- Comune di San Gregorio Magno
- Coat of arms
- San Gregorio Magno Location within Italy San Gregorio Magno Location within Campania
- Coordinates: 40°39′N 15°24′E﻿ / ﻿40.650°N 15.400°E
- Country: Italy
- Region: Campania
- Province: Salerno (SA)

Government
- • Mayor: Nicola padula

Area
- • Total: 49 km^{2} (19 sq mi)
- Elevation: 475 m (1,558 ft)

Population (31 December 2014)
- • Total: 4,327
- • Density: 88/km^{2} (230/sq mi)
- Demonym(s): Gregoriani, Sangruis (local dialect)
- Time zone: UTC+1 (CET)
- • Summer (DST): UTC+2 (CEST)
- Postal code: 84020
- Dialing code: 0828
- Patron saint: Pope Gregory I
- Saint day: 3 September
- Website: Official website

= San Gregorio Magno =

San Gregorio Magno (local dialect: San Grgorij) is a town and comune in the province of Salerno in the Campania region of southern Italy.

==Overview==
San Gregorio Magno is located in an ethnographic region of Southern Italy with a unique form of folk music played on a specialized bagpipe called a Zampogna.
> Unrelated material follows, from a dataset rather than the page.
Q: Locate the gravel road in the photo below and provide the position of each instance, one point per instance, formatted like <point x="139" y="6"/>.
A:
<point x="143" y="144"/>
The instrument is closely associated with the pastoral culture of the region and is played for secular purposes, such as the tarantella folk dance, as well as for religious devotion. San Gregorio Magno was recently featured in an independent documentary about this musical tradition entitled Zampogna: The Soul of Southern Italy.